New research finds that a mysterious whale feeding behavior that scientists only documented in 2010 was described in ancient texts about marine creatures 2,000 years ago.
In 2011, Bryde’s whales were seen in the Gulf of Thailand for the first time at the surface of the water with their jaws open at right angles, waiting for fish to swim into their mouths. Scientists called the unusual technique, unknown at that time to modern science, “Water feed treadAround the same time, similar behavior was observed in humpback whales off Canada’s Vancouver Island, which the researchers called “Trap feeding“.
In both behaviors, the whale positions itself vertically in the water, with only the tip of its nose and jaw protruding from the surface. Scientists believe that the key to the success of this technique is that the fish instinctively turn towards the apparent shelter of the whale’s mouths.
Flinders University scholars now believe they have identified multiple descriptions of behavior in ancient texts, the first of which appeared in physiological The World of Nature – a Greek manuscript collected in Alexandria around 150-200 AD.
Dr. John McCarthy, a marine archaeologist at Flinders University in Adelaide, South Australia, and lead author of the study, made the discovery while reading Norse mythology, about a year after he watched a video of a whale feeding on tread water.
He noted that accounts of a sea creature known as Hafgufa It appears to describe feeding behaviour. “It was really serendipitous,” McCarthy said.
The most detailed description appears in the mid-13th-century Old Norse text known as Konungs skuggsja King’s Mirror. It reads: ‘When she goes to feed…a big fish keeps her mouth open for a time, no more or less wide than a great sound or fjord, and unaware and unconcerned, the fishes rush about in their numbers. And if their belly and mouth are full, [the hafgufa] He closes his mouth, thereby capturing and hiding inside it all the prey that came in search of food.
McCarthy said the King’s Mirror was an educational text used to explain the world to young people. “They’re exaggerating… [but] It’s not a fancy description of any kind of supernatural element.” He added that the distinction between fish and marine mammals was probably not well understood at the time.

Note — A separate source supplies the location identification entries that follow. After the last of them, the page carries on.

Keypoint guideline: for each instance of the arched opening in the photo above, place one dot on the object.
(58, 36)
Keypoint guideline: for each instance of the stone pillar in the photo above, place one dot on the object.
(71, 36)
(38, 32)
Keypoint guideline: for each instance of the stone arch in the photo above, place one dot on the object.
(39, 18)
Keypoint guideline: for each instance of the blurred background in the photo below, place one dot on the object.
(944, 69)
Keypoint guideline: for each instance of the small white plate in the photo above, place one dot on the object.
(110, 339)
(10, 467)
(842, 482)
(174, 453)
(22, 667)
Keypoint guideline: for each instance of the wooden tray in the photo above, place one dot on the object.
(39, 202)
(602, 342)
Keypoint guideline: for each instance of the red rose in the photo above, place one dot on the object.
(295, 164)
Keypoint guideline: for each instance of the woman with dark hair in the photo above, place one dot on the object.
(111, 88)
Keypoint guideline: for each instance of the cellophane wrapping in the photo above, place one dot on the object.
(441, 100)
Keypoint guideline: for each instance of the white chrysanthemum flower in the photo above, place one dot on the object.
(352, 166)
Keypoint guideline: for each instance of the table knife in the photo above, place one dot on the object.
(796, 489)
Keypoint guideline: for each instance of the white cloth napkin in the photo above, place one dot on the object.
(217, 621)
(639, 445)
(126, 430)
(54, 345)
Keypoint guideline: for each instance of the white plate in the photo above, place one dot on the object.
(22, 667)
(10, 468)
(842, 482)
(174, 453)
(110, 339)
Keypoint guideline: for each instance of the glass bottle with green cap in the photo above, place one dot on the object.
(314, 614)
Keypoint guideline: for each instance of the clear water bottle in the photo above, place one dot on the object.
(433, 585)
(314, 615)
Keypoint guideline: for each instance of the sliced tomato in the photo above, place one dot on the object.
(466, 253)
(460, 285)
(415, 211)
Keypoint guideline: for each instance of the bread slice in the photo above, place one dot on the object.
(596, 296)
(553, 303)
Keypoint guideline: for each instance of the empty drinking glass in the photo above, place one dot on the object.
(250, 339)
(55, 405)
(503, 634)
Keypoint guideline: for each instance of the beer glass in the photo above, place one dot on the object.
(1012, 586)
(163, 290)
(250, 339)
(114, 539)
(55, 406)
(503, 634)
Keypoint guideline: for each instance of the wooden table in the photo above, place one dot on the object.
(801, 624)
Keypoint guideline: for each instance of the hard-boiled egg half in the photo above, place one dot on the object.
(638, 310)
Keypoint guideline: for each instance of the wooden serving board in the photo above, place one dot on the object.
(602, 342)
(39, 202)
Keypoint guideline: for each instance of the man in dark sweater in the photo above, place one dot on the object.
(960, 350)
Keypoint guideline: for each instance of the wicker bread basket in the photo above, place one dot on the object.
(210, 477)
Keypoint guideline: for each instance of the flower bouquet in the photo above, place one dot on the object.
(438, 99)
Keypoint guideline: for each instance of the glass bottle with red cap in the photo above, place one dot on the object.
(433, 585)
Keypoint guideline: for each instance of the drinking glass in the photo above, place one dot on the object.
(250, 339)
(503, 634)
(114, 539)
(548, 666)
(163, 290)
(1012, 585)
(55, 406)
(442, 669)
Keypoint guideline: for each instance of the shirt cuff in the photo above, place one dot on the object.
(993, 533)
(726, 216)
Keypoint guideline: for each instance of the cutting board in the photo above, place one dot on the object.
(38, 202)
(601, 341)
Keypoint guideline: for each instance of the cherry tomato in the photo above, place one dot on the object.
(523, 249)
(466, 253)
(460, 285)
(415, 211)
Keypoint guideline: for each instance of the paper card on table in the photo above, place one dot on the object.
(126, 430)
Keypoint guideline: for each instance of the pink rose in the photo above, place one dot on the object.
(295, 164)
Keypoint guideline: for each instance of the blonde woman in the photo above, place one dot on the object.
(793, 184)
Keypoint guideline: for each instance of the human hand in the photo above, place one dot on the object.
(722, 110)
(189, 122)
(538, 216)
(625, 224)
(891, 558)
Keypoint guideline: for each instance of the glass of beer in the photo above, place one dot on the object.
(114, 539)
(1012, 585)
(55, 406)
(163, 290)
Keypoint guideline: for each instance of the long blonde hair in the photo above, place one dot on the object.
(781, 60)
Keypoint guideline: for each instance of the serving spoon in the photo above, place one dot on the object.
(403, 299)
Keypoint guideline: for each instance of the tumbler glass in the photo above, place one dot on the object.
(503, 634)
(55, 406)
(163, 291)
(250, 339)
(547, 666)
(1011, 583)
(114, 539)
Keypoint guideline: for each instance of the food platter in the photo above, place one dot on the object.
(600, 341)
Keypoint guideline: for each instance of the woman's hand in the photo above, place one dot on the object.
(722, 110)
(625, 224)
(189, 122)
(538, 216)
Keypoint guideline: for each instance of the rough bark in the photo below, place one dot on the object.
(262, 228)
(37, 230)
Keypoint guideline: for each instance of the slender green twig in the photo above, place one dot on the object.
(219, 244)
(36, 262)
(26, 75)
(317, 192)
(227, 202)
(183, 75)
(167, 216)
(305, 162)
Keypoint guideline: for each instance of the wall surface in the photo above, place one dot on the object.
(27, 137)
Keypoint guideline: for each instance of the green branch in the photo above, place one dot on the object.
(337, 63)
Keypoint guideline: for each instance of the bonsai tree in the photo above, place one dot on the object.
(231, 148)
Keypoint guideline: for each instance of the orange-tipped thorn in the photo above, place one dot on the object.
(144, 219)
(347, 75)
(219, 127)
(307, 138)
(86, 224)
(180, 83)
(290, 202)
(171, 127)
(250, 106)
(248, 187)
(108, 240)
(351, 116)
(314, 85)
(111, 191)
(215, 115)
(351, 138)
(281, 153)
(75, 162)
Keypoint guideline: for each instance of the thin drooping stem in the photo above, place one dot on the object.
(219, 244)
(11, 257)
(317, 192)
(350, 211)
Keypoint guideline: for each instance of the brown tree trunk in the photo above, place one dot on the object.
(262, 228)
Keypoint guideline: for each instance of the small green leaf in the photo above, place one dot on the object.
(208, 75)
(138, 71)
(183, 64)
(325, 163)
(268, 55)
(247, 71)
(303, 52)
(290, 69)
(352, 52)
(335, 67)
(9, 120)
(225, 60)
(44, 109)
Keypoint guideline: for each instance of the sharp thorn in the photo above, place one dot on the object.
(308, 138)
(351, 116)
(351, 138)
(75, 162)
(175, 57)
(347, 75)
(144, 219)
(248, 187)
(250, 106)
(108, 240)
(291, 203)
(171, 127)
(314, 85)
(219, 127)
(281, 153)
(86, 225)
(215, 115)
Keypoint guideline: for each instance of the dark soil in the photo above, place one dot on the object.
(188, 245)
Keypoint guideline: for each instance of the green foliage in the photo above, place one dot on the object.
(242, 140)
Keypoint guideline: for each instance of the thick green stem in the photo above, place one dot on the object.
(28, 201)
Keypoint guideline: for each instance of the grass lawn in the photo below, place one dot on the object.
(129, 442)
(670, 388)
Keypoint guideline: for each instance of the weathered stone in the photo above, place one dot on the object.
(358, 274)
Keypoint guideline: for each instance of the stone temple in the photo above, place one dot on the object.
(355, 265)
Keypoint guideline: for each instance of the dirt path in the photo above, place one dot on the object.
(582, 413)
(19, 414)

a 1986 analysis From the King’s Mirror found correlations between 26 Old Norse descriptions of scientifically recognized marine animals, but concluded that the hafgofa “must be relegated to the realm of miracles”.
“The Hafgoufah was frustrating for these scientists because they couldn’t figure out which animal it corresponded to,” McCarthy said. “now [with the recently documented feeding behaviour] We think we have an explanation for that.”
In the Book of Nature—a 2,000-year-old text that “preserves zoological information brought to Egypt from India and the Middle East by early natural historians such as Herodotus, Stysias, Aristotle, and Plutarch”—the ancient Greeks referred to the creature as speedoclone.
A surviving version of the text reads: “When he is hungry, he opens his mouth and exhales a certain kind of good-smelling from his mouth, and his scent, as soon as the little fish perceives it, gathers in its mouth. But when his mouth is full of various small fishes, he suddenly closes his mouth and swallows them.”
The researchers noted: “Definitive evidence for the myths’ origins is very scarce and often impossible, but the similarities here are more striking and enduring than any previous suggestions.
“The lack of scientific observations prior to the last two decades may be explained by the relative rarity of this feeding strategy, or alternatively by the lack of use of the strategy.”
“It’s interesting that this type of feeding has been documented thousands of years ago, but has been described as a new technique in recent years,” said Dr. Olaf Meinecke, a research fellow at the Center for Coastal and Marine Research at Griffith University, who was not involved in the research.
“It shows that such interesting feeding behavior has clearly captured the imagination of humans in the past.
“It is very likely that trap feeding is only done in the presence of other predators,” said Meeneke, adding that it has been observed in individual whales and was not a social feeding activity.
“as it is [has a] Low energy cost to the whale, this feeding activity makes more sense when there are smaller schooling fish left after a feeding bout.”
Bryde’s whales and humpbacks are both rorquals, a type of baleen whale.
The study has been published in the journal Marine Mammal Sciences.